Démocratie, État de droit, droits de l’homme et libertés fondamentales dans les pays tiers - 15/12/2004

Monsieur le Président, Madame la Commissaire, chers collègues, commençons peut-être par la question posée fort justement et à propos par M. Fava, c’est-à-dire celle du dialogue entre nos institutions. C’est une question récurrente, qui nous vaut d’ailleurs cette séance tardive et à cette période aussi tardive de l’année. À cet égard, nous avons entendu de votre bouche, nous avons lu - et vous l’aviez dit également lors de votre audition - que vous souhaitiez entretenir un dialogue, qu’on peut qualifier comme on veut, mais qu’en tout cas j’ai compris comme étant régulier, pertinent, ouvert, prolongé, bref structuré.

Ceci évidemment est une proposition, une offre de dialogue que le Parlement va saisir car, comme vous le savez, les parlementaires sont très avides de pouvoir discuter de façon approfondie à la fois des orientations, de l’évaluation en continu et de l’information sur les programmations de cette initiative. Chers collègues, la balle est dans notre camp et je crois que la Commission se réjouirait de voir une proposition émaner de nos rangs, de nos commissions, de nos groupes, bref de ce Parlement, afin que ce dialogue puisse se mettre en place très rapidement - parce que nous en avons besoin de façon très urgente, avec un groupe de collègues tout à fait motivés et compétents sur cette question, ce qui ne manque pas dans cette institution.

Revenons sur cette initiative.
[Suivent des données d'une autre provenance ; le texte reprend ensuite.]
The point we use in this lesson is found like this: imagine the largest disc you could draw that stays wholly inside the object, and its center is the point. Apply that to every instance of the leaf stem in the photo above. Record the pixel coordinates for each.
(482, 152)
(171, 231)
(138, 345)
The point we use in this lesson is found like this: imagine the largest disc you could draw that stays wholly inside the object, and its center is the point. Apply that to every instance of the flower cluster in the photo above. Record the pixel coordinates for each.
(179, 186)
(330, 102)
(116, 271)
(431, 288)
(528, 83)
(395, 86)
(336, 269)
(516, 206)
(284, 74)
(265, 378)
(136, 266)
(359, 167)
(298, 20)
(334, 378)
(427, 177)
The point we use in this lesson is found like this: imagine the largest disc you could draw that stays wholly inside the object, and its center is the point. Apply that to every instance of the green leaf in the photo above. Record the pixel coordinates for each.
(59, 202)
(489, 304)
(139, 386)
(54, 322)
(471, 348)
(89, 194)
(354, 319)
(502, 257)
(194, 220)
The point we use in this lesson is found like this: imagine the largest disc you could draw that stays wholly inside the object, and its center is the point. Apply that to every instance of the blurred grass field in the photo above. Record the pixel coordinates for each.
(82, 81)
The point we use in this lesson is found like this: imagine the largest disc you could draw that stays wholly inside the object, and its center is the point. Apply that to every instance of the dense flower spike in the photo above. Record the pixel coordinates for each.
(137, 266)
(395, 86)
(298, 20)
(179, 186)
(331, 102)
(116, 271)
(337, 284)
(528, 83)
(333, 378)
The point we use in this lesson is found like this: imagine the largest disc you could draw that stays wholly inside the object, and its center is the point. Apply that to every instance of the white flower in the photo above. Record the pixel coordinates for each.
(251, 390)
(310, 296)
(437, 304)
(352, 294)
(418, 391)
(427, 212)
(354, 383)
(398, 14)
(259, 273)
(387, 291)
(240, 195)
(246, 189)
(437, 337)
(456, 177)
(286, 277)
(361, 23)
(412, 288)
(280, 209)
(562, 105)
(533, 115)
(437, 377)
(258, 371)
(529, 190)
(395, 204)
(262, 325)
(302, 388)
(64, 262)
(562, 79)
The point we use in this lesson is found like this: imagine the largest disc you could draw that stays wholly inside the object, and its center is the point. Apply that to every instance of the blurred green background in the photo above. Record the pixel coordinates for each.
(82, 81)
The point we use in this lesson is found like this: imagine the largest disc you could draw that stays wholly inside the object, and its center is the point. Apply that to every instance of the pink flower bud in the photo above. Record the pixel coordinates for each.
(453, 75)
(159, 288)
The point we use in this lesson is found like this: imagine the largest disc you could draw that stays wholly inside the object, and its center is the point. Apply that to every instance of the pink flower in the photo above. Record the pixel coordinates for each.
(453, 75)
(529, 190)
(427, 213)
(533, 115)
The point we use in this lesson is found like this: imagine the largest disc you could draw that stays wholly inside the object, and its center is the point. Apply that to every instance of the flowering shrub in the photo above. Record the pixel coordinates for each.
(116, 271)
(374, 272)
Je crois qu’il faut redire à quel point elle est porteuse d’une plus-value pour toutes les actions que l’Union européenne peut développer en termes de démocratie et de droits de l’homme. On n’a peut-être pas assez rappelé que c’est le seul moyen dont nous disposions pour soutenir, contre la volonté de leurs gouvernements souvent autocratiques ou dictatoriaux, des sociétés civiles, des acteurs, des ONG qui développent des actions dans des conditions souvent extrêmement compliquées. C’est le seul instrument qui nous permette d’agir de cette façon et il est extrêmement précieux.
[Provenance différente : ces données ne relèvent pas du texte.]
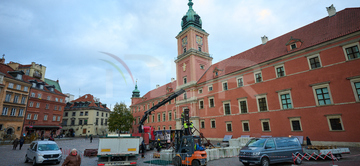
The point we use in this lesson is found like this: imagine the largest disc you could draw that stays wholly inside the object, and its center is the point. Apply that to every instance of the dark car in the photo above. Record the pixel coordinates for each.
(271, 150)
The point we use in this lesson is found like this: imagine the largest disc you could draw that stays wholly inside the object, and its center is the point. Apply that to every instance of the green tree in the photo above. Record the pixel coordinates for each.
(121, 118)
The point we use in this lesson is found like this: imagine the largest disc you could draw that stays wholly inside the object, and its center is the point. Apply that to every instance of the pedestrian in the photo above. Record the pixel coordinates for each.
(22, 140)
(308, 142)
(73, 159)
(191, 127)
(143, 149)
(15, 143)
(158, 145)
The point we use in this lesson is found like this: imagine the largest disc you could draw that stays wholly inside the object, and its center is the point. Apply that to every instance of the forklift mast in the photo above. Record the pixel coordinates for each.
(148, 112)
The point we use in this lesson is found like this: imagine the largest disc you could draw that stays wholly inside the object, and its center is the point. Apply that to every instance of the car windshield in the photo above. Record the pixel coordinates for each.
(256, 142)
(47, 147)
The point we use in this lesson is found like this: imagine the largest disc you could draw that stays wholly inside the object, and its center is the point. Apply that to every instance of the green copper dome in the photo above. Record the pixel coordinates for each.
(136, 92)
(191, 18)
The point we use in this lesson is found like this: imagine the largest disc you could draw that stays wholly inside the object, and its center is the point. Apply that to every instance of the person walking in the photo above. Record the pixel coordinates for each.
(73, 159)
(158, 145)
(22, 140)
(186, 128)
(143, 149)
(15, 143)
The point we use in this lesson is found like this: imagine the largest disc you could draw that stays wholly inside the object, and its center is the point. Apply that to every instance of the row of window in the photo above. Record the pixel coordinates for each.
(334, 122)
(86, 114)
(15, 99)
(35, 117)
(85, 122)
(13, 112)
(58, 108)
(17, 87)
(39, 95)
(321, 92)
(351, 51)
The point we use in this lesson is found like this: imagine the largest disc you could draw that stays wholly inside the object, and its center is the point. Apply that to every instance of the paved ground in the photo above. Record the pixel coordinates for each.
(11, 157)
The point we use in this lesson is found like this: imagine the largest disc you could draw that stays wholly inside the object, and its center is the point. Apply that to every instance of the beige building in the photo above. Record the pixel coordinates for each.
(85, 116)
(14, 92)
(32, 70)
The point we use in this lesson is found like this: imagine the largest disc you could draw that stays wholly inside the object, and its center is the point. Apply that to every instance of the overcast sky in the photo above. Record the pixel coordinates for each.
(71, 37)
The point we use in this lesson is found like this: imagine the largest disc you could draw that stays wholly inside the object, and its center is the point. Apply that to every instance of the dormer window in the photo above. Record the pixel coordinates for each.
(19, 76)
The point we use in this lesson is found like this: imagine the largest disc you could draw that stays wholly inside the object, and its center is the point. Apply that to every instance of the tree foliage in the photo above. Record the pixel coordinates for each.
(121, 118)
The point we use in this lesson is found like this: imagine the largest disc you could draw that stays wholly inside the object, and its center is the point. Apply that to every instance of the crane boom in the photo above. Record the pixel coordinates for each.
(148, 112)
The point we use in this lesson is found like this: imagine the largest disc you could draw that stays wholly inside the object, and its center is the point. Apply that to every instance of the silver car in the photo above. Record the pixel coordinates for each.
(43, 152)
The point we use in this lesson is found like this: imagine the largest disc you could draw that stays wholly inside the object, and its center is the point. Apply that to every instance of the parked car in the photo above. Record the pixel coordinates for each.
(266, 151)
(43, 152)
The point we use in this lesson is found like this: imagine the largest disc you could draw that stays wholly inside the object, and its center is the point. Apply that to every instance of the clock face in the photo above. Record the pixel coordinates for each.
(199, 40)
(184, 41)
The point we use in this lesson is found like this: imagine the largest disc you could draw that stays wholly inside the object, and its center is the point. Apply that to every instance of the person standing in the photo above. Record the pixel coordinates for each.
(22, 140)
(73, 159)
(15, 143)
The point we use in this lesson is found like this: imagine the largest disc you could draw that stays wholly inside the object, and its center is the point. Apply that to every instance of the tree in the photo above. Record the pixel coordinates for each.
(121, 118)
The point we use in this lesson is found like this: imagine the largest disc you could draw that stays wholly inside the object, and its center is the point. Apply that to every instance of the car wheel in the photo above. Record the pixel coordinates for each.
(26, 159)
(177, 161)
(298, 161)
(34, 162)
(195, 163)
(265, 162)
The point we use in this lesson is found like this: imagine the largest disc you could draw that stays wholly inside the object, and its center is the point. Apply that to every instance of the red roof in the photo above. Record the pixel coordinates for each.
(89, 98)
(343, 23)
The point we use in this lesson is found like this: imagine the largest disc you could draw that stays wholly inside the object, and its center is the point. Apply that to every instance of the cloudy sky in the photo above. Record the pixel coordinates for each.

De plus, j’ajouterai que l’aide qui est ainsi donnée à ces ONG est perçue sur le terrain comme neutre, c’est-à-dire qu’il n’y a pas dans cette action de subvention de l’Union européenne une volonté de domination ou de récupération, et elle n’est pas perçue comme telle, au contraire de ce qu’on peut entendre quand les agences américaines agissent sur le terrain - en tout cas on l’entend très souvent au Maghreb. C’est un bien très précieux, acquis par la qualité de l’intervention de l’Union européenne.

Bien sûr, il y a des limites à cette qualité. Une des limites, et nous en connaissons tous de nombreuses, ce sont les ONG qui, pour l’une ou l’autre raison, ne peuvent pas être soutenues par cette initiative. Les gouvernements des pays tiers qui ne souhaitent pas voir développer des mouvements démocratiques en leur sein ne manquent pas de ressources et d’imagination. Nous avons le cas d’ONG légales, soutenues par l’initiative, à qui la subvention est purement interdite par arrêté politique, par censure directe. Donc, toutes les décisions ont été prises, mais ces ONG ne peuvent pas bénéficier des fonds qui leur ont été octroyés. Nous avons aussi d’autres exemples d’associations qui n’ont tout simplement pas d’existence légale. Il faut alors trouver des subterfuges, et nous avons donc besoin d’une capacité de flexibilité et d’ingéniosité sur le terrain pour arriver à nos fins.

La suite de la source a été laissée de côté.